Catechism: Poems for Pussy Riot features the work of 110 poets and
two dozen translators and began with a Facebook appeal by its editors
Mark Burnhope, Sarah Crewe and Sophie Mayer for poems in support of the
women, in the run-up to their appeal hearing in October 2012. Ali Smith,
Deborah Levy, Phill Jupitus and John Kinsella are among the contributors
to the collection, which was published as an ebook in partnership with
English PEN, and is now available in print-on-demand.
It beat four other anthologies to the award: The Centrifugal Eye's
Fifth Anniversary Anthology (edited by EA Hanninen), Rhyming Thunder –
the Alternative Book of Young Poets (Burning Eye), Sculpted: Poetry of
the North West (North West Poets, edited by L Holland and A Topping) and
Adventures in Form (Penned in the Margins, ed. Tom Chivers).

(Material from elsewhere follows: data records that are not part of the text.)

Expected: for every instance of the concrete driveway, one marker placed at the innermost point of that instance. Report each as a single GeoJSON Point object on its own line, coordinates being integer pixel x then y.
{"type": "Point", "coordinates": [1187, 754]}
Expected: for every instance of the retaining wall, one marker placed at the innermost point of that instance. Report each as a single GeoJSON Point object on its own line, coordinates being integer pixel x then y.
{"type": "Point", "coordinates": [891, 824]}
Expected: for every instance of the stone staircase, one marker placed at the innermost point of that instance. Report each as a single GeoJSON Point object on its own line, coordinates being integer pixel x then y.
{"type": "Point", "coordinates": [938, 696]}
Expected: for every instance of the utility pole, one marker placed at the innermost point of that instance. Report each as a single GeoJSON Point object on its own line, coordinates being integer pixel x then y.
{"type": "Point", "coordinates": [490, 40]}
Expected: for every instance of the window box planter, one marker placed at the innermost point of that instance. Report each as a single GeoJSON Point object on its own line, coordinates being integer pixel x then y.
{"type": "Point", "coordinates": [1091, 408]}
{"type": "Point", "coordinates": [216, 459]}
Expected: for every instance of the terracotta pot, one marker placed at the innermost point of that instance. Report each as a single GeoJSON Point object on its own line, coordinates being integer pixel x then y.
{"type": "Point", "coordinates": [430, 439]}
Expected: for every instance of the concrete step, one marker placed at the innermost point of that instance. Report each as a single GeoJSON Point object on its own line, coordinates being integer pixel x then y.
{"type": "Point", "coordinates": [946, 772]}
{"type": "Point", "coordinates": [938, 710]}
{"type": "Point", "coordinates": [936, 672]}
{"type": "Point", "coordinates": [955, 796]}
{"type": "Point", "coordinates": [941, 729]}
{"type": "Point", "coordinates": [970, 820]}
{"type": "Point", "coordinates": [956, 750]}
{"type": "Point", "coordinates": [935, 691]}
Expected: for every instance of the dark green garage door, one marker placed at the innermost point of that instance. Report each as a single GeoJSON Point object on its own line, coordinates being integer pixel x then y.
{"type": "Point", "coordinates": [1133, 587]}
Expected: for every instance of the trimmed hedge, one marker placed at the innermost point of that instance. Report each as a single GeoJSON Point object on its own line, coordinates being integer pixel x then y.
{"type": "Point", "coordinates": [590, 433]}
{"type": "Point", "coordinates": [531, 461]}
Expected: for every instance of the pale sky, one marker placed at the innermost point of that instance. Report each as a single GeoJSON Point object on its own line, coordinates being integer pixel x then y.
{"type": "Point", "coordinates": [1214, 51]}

The awards come as one of the UK's leading indies, Salt, announced
that they are abandoning the single-author collection as being
financially unsustainable. And indeed, hardly a week goes by without
someone assuring us that poetry is dying. Given the decline in sales
that they have experienced, with a 50% drop over the last five years,
half of which happened in the last 12 months, Salt's decision is
perfectly reasonable. No commercial press can possibly support those
numbers without looking to change their business model. The stark truth
is that poetry publishing is not going to be particularly commercially
viable, given that the total value of UK poetry sales has gone from
£8.4m in 2009 to £6.7m last year. Mind you, Salt seems to have been
particularly severely affected if you compare its fall of 25% last year
to the overall 15.9% drop. In one sense, it could be argued that Salt's
decision is good news for Faber, Bloodaxe, Carcanet, Shearsman and all
those Saboteur shortlisted indies, since it means that there are fewer
big fish swimming round a shrinking pool.
However, it would be a serious error to equate the demise of a single
publisher with the overall state of health of poetry. Even Salt director
Chris Hamilton-Emery has noted the “massive increase in the number of
poetry publications coming out”, and he's right. Jim Bennet's extremely
useful Poetry Kit website lists more than 400 UK poetry publishers, and
while the list is broad (it includes Faber) and perhaps a bit out of
date (it also includes Salt) it shows the range of publishers around.